# Part 1 : The snowplow problem

## 1.2 Exercise
1) Here is a list of 10 houses: [-5, -2, -1, 5, 6, 7, 8, 9, 10, 11]

    Sorting the houses positions:    5+8+9+15+16+17+18+19+20+21 = 148 / 10 = 14.8

    Going to the closest house:      1+2+5+15+16+17+18+19+20+21 = 134 / 10 = 13.4

    Optimal solution (going right first, as there is a cluster on the right):
                                     5+6+7+8+9+10+11+23+24+27   = 130 / 10 = 13

The idea of this solution is that there is a cluster on one side, and by begining with the cluster instead of going to the closest first and make the cluster wait, you reduce the average waiting time of all the houses.

2) My algorithm can be found in the file `algo`, under the function named `parcours()`. It reduced to the following: as the houses are generated with a normal distribution centered in 0, I will split the houses in four sections (extreme left, core left, core right and extreme right). We need to find a threshold to separate the cores from the extremes, and by empirical tries, I found that 40% of the maximum absolute value works fine (for at least 1000 houses). This algorithm could be improved by tweaking this threshold.
   Next, we want to tackle the most concentrated cluster first, so taking the left or right core section is ideal. As the generation is random and with a great enough number of houses, I don't need to bother deciding left or right. Arbitrarely, I go left first, then extreme left, then the right core, then the extreme right. In order to distribute the value into the four sections, I need to sort the houses first, then appening the value to the four lists is easier and faster (as I will need to append N value to the lists, sorting then using .append() is faster than not sorting and using the .insert() function).

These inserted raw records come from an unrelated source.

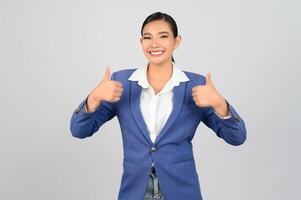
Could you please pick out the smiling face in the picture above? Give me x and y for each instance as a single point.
(158, 42)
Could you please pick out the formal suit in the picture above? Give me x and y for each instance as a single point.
(172, 150)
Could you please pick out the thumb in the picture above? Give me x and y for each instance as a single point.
(107, 74)
(208, 78)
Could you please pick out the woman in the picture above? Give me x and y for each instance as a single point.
(158, 107)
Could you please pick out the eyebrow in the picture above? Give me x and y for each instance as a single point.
(162, 32)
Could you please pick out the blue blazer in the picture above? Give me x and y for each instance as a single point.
(172, 151)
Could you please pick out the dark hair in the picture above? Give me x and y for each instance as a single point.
(165, 17)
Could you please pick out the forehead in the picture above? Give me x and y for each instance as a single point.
(156, 27)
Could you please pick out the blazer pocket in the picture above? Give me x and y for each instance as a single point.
(184, 159)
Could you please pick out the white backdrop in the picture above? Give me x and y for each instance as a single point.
(54, 52)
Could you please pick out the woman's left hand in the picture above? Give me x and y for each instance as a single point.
(207, 95)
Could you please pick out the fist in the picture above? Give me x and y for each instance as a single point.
(206, 95)
(107, 90)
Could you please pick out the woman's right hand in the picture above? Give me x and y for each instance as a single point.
(106, 90)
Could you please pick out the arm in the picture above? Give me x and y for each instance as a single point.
(84, 124)
(232, 129)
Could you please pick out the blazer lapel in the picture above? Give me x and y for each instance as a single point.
(178, 98)
(135, 93)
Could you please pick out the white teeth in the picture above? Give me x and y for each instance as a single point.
(156, 53)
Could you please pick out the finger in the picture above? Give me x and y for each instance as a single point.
(107, 73)
(116, 99)
(118, 84)
(208, 78)
(118, 90)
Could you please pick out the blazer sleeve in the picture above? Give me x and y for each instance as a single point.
(232, 129)
(84, 124)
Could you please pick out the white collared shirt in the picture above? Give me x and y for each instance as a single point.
(156, 108)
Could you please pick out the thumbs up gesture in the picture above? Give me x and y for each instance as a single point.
(106, 90)
(206, 95)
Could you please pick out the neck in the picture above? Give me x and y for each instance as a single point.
(162, 71)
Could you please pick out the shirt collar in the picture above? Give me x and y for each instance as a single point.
(140, 75)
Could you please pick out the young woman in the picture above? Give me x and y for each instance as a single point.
(158, 107)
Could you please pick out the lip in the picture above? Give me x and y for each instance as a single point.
(155, 51)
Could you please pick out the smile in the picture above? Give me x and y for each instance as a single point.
(156, 53)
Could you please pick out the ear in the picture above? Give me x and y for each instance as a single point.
(178, 41)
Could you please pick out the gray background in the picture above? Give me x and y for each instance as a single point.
(53, 53)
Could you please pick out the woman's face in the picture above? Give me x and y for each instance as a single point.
(158, 42)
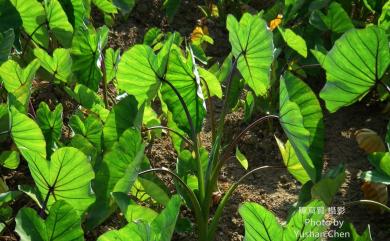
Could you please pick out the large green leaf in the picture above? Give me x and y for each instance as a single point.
(336, 20)
(51, 124)
(140, 71)
(13, 76)
(303, 222)
(137, 73)
(111, 61)
(89, 99)
(291, 161)
(6, 41)
(60, 65)
(91, 128)
(302, 121)
(171, 7)
(62, 224)
(67, 176)
(33, 17)
(26, 134)
(214, 87)
(260, 224)
(87, 47)
(252, 44)
(160, 229)
(9, 159)
(9, 17)
(126, 157)
(125, 6)
(117, 173)
(354, 65)
(105, 6)
(76, 12)
(121, 117)
(294, 41)
(58, 22)
(180, 75)
(384, 19)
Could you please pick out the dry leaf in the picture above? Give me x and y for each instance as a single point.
(369, 141)
(376, 192)
(276, 22)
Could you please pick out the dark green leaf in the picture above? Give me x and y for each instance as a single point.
(354, 65)
(253, 47)
(302, 120)
(67, 176)
(62, 224)
(7, 39)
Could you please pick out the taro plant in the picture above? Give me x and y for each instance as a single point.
(183, 87)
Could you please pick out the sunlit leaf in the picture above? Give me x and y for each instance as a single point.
(253, 47)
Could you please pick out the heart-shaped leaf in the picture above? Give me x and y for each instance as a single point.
(180, 76)
(58, 23)
(336, 20)
(357, 61)
(252, 44)
(26, 134)
(50, 123)
(111, 61)
(105, 6)
(67, 176)
(33, 17)
(137, 73)
(6, 41)
(14, 76)
(262, 225)
(60, 65)
(117, 173)
(62, 224)
(9, 159)
(161, 228)
(91, 128)
(89, 100)
(291, 161)
(121, 117)
(302, 121)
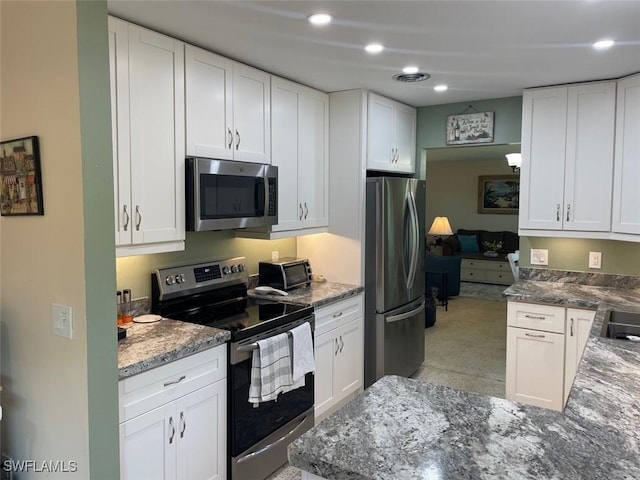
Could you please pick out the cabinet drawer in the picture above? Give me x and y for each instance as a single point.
(330, 316)
(536, 317)
(148, 390)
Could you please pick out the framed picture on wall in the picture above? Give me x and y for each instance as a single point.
(20, 180)
(499, 194)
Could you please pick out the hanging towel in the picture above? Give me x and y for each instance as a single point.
(270, 369)
(302, 350)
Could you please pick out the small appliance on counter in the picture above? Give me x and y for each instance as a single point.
(286, 274)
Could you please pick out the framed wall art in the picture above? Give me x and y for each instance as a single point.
(499, 194)
(20, 179)
(470, 128)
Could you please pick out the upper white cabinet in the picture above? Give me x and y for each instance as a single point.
(227, 108)
(391, 137)
(626, 198)
(567, 165)
(147, 100)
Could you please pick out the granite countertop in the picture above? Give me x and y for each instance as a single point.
(316, 294)
(406, 429)
(149, 345)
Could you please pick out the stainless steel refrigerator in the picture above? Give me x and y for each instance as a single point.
(394, 277)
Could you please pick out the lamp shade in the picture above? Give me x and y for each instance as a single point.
(514, 159)
(440, 226)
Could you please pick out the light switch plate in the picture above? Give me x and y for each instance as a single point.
(62, 320)
(539, 256)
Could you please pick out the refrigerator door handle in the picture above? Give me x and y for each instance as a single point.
(404, 316)
(415, 240)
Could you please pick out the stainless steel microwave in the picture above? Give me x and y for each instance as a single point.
(227, 195)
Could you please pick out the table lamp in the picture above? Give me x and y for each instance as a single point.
(439, 228)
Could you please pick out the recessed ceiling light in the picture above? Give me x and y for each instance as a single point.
(374, 48)
(320, 18)
(603, 44)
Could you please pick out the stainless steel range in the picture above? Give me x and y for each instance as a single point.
(215, 294)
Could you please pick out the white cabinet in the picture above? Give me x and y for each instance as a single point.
(567, 164)
(147, 101)
(339, 354)
(227, 108)
(391, 137)
(544, 347)
(173, 420)
(626, 194)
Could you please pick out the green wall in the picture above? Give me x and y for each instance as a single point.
(134, 272)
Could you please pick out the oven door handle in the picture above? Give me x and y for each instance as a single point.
(282, 439)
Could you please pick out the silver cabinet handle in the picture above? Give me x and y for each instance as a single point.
(571, 329)
(138, 218)
(173, 382)
(126, 217)
(173, 430)
(184, 424)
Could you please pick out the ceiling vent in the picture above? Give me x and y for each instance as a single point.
(411, 77)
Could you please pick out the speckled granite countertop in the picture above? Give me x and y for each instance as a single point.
(406, 429)
(316, 294)
(149, 345)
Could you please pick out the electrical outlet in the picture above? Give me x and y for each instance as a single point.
(595, 259)
(539, 256)
(62, 320)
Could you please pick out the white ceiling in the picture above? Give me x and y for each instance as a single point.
(480, 49)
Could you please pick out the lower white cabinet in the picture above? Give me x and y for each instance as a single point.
(173, 420)
(339, 354)
(544, 347)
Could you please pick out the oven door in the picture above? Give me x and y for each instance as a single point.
(223, 195)
(258, 436)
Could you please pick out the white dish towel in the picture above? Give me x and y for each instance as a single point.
(270, 369)
(303, 361)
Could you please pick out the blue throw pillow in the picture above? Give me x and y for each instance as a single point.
(468, 243)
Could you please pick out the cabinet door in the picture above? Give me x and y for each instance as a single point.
(202, 433)
(208, 104)
(251, 114)
(578, 329)
(380, 148)
(119, 80)
(626, 194)
(589, 157)
(148, 445)
(156, 82)
(405, 138)
(313, 164)
(349, 364)
(535, 368)
(285, 100)
(544, 117)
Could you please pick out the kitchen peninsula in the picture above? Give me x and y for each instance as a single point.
(406, 429)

   Here's are the results I find with my algorithm, and my implementations of sorting left_to_right, right_to_left, and going to the closest house (partially found online here https://stackoverflow.com/a/12141207/14086720):

In [None]:
from generator import generate, compute_distance
from algo import parcours, closest, left_to_right, right_to_left
from time import time

n = 1000
algorithms = [parcours, left_to_right, right_to_left, closest]
iterations = 20

for algo in algorithms:
    print("Name: ", algo.__name__)
    avg_dist = 0
    avg_time = 0

    print("Executing the algorithm " + str(iterations) + " times", end="", flush=True)
    for _ in range(0, iterations):
        print(".", end="", flush=True)
        houses = generate(n)
        start = time()
        order = algo(houses)
        end = time()
        avg_dist += compute_distance(order) / iterations
        avg_time += (end - start) / iterations
    print("Done!")
    print("Execution time: ", avg_time)
    print("Average waiting time: ", avg_dist)
    print("------------------------------------------")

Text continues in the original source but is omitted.